When nation-state actors route attacks through trusted supplier pipelines, the damage does not stay inside any single organisation's network or any single country's borders.

By SJ
Software Supply Chain Attacks
Published:

For a long time, the mental model for a nation-state cyberattack looked like a direct assault where a government-backed group picks a target, breaks through its defenses, and extracts what it came for. But that model is quite outdated. What state-sponsored actors figured out is that the most valuable targets in the world, the telecoms, the defense contractors, the financial institutions, are also the hardest to breach directly. So they stopped going through the front door and started going through the suppliers, the build tools, the third-party vendors, and the software pipelines that every organization trusts completely and audits almost never.

The shift has been visible in the campaigns that security agencies have spent the last several years trying to contain. Salt Typhoon, a threat group attributed to China's Ministry of State Security, did not penetrate eight major US telecommunications providers by breaking encryption or outgunning their security operations centers. It got in through known vulnerabilities in routers and firewalls, the unglamorous edge infrastructure that sits just outside the spotlight of most enterprise security programs. And once it was in, it stayed. Because organizations that were not designed around the assumption of persistent internal threat had no mechanisms to find it, let alone evict it.
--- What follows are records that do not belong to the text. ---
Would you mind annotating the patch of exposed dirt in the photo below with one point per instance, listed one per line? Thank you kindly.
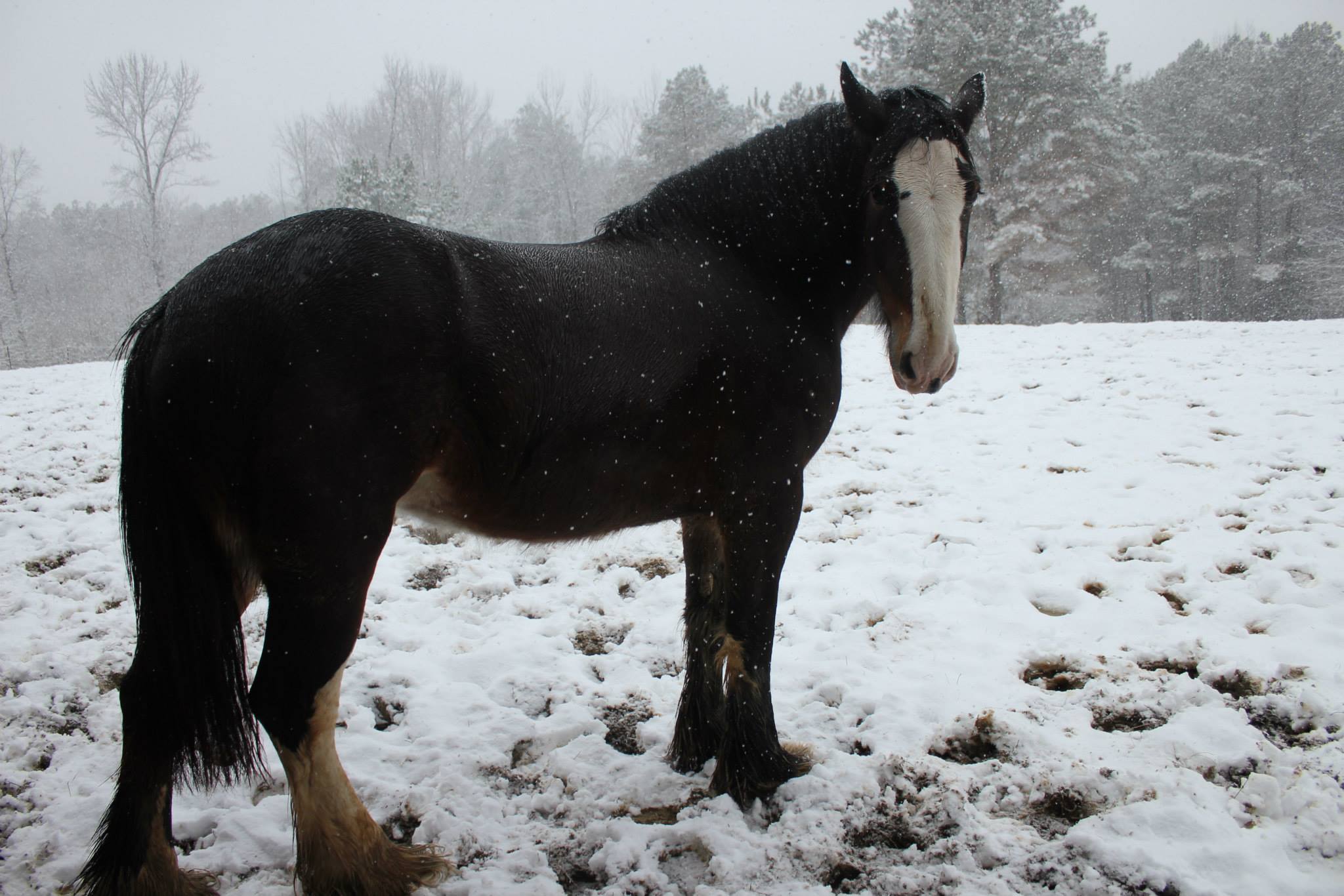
(972, 747)
(429, 578)
(43, 565)
(1127, 719)
(1059, 810)
(1054, 675)
(595, 641)
(1238, 684)
(401, 825)
(623, 724)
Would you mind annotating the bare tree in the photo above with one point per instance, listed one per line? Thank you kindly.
(305, 157)
(16, 174)
(146, 106)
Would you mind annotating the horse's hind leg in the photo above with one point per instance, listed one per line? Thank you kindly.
(133, 853)
(699, 720)
(316, 607)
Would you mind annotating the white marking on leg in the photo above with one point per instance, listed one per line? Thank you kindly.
(341, 848)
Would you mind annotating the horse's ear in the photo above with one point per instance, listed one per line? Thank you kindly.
(864, 108)
(969, 102)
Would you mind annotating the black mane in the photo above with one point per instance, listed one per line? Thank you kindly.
(789, 173)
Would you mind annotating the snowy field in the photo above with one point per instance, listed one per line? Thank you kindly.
(1073, 625)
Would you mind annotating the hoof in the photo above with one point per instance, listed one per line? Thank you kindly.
(154, 880)
(396, 871)
(747, 779)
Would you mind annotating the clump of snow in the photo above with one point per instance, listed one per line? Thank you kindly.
(1069, 626)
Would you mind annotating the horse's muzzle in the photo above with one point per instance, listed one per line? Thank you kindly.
(924, 379)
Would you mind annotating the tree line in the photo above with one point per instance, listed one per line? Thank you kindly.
(1209, 190)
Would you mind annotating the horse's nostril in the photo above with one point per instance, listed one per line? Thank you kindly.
(908, 366)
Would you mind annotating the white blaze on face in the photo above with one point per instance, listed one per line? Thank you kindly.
(929, 214)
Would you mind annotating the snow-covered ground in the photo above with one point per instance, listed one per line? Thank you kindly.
(1072, 625)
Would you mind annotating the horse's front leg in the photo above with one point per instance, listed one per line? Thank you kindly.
(699, 720)
(756, 542)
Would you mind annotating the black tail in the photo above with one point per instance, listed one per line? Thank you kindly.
(190, 659)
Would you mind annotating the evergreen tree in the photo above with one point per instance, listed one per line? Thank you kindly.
(1242, 187)
(692, 121)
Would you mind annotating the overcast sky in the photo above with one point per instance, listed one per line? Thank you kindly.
(265, 61)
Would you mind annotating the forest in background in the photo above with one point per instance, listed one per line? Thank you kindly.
(1210, 190)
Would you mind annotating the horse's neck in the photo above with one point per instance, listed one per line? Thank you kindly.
(781, 205)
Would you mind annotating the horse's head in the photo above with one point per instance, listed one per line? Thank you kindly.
(918, 187)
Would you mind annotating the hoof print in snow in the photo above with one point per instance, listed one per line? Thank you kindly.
(597, 640)
(971, 747)
(386, 712)
(429, 578)
(43, 565)
(843, 878)
(401, 825)
(1172, 666)
(623, 724)
(1237, 684)
(667, 815)
(655, 567)
(1175, 602)
(429, 535)
(572, 868)
(1282, 730)
(1054, 675)
(1059, 810)
(1127, 719)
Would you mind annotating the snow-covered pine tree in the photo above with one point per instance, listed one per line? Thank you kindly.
(692, 121)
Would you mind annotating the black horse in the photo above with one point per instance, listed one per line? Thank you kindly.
(295, 390)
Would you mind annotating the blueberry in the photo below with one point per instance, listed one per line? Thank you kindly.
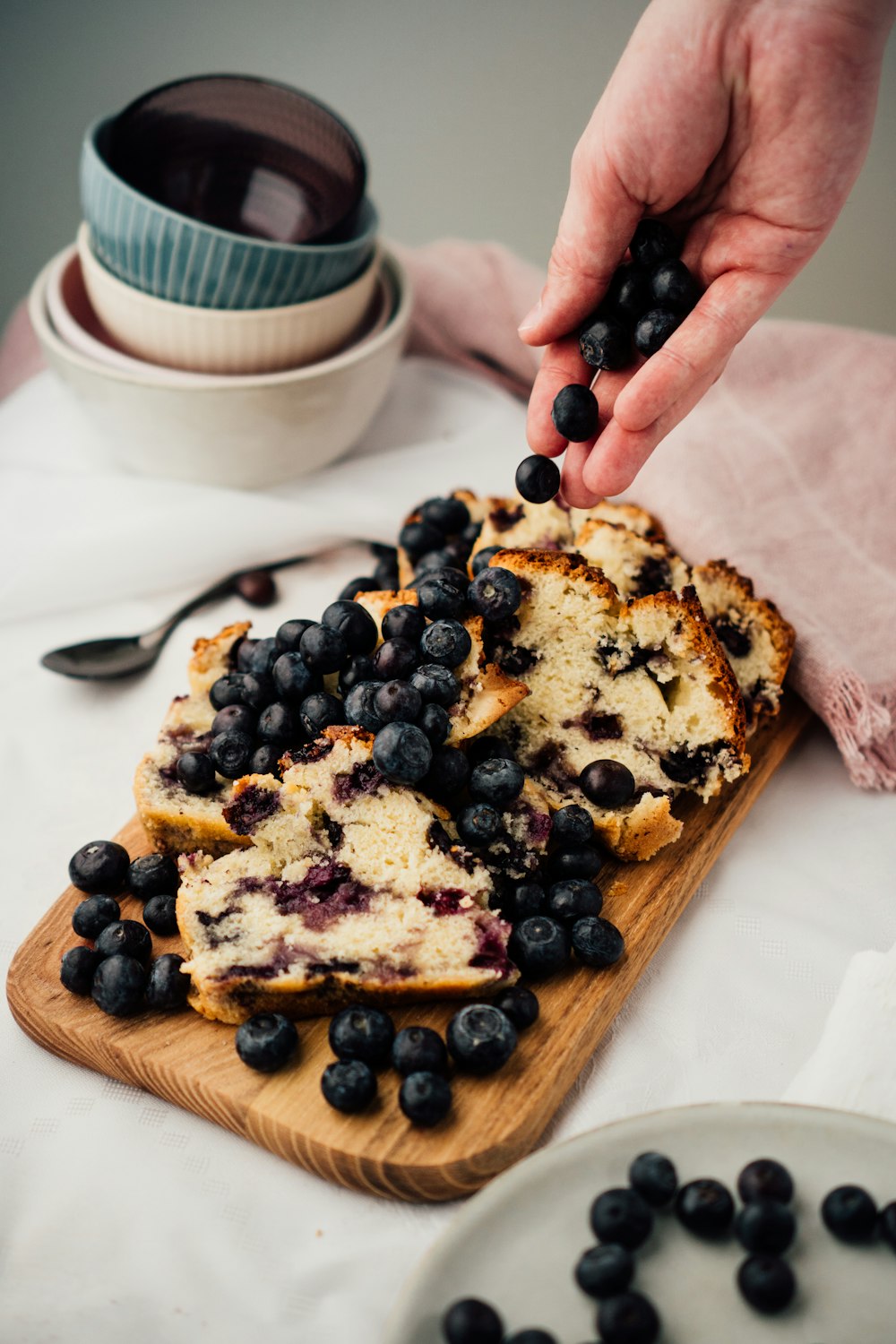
(395, 660)
(766, 1179)
(605, 1271)
(673, 287)
(575, 860)
(653, 242)
(445, 642)
(359, 706)
(575, 413)
(627, 1319)
(118, 986)
(471, 1322)
(435, 720)
(402, 753)
(478, 824)
(538, 480)
(355, 624)
(764, 1226)
(125, 935)
(481, 1038)
(349, 1085)
(437, 685)
(767, 1284)
(447, 774)
(449, 515)
(319, 711)
(621, 1215)
(277, 725)
(654, 1177)
(289, 636)
(99, 866)
(230, 753)
(266, 1042)
(425, 1098)
(292, 677)
(160, 916)
(654, 328)
(849, 1214)
(398, 702)
(419, 1048)
(196, 773)
(573, 898)
(605, 343)
(704, 1207)
(360, 1032)
(520, 1005)
(608, 784)
(167, 986)
(324, 650)
(403, 623)
(538, 946)
(495, 594)
(495, 781)
(484, 558)
(78, 968)
(91, 916)
(571, 825)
By the time AT&T and Verizon confirmed containment in late 2024, the group had already expanded its reach to over 200 companies across 80 countries, according to the FBI's August 2025 assessment.
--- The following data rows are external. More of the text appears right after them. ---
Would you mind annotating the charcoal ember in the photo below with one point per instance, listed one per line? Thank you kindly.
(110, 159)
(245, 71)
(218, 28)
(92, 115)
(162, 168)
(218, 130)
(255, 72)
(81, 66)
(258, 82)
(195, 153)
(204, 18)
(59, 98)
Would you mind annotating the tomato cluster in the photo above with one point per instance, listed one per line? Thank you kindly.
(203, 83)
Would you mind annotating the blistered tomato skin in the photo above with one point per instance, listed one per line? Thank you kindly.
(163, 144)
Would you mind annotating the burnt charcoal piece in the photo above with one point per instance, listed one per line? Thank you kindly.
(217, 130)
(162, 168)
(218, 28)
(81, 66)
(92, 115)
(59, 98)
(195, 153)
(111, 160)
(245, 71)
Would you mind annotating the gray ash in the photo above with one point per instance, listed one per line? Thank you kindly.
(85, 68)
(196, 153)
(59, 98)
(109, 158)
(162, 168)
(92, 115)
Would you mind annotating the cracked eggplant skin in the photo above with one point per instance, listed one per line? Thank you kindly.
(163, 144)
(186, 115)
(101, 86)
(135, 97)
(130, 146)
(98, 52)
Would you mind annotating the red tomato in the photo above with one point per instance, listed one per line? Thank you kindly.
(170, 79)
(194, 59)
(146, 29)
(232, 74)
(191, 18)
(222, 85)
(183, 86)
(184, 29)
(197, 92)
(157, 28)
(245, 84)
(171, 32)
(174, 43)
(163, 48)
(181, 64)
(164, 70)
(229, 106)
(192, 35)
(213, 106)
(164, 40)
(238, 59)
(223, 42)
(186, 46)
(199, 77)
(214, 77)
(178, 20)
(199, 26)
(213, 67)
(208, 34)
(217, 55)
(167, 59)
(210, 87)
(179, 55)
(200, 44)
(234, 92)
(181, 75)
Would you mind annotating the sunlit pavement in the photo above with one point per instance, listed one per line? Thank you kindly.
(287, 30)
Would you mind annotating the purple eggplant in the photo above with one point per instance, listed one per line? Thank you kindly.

FBI says China’s Salt Typhoon hacked at least 200 US companies | TechCrunch
The FBI’s cyber chief says the long-running China-backed hacking campaign is “ongoing” and affecting companies all over the world.

Volt Typhoon told a similar story from a different angle. Rather than focusing on intelligence collection, this group pre-positioned itself inside US critical infrastructure, including energy, communications, transportation, and water systems, and maintained that access for more than five years without being detected. CISA, the FBI, and the NSA have all confirmed that the objective was not immediate disruption but strategic positioning, the ability to cause catastrophic failures at a geopolitically convenient moment. That is warfare conducted through software.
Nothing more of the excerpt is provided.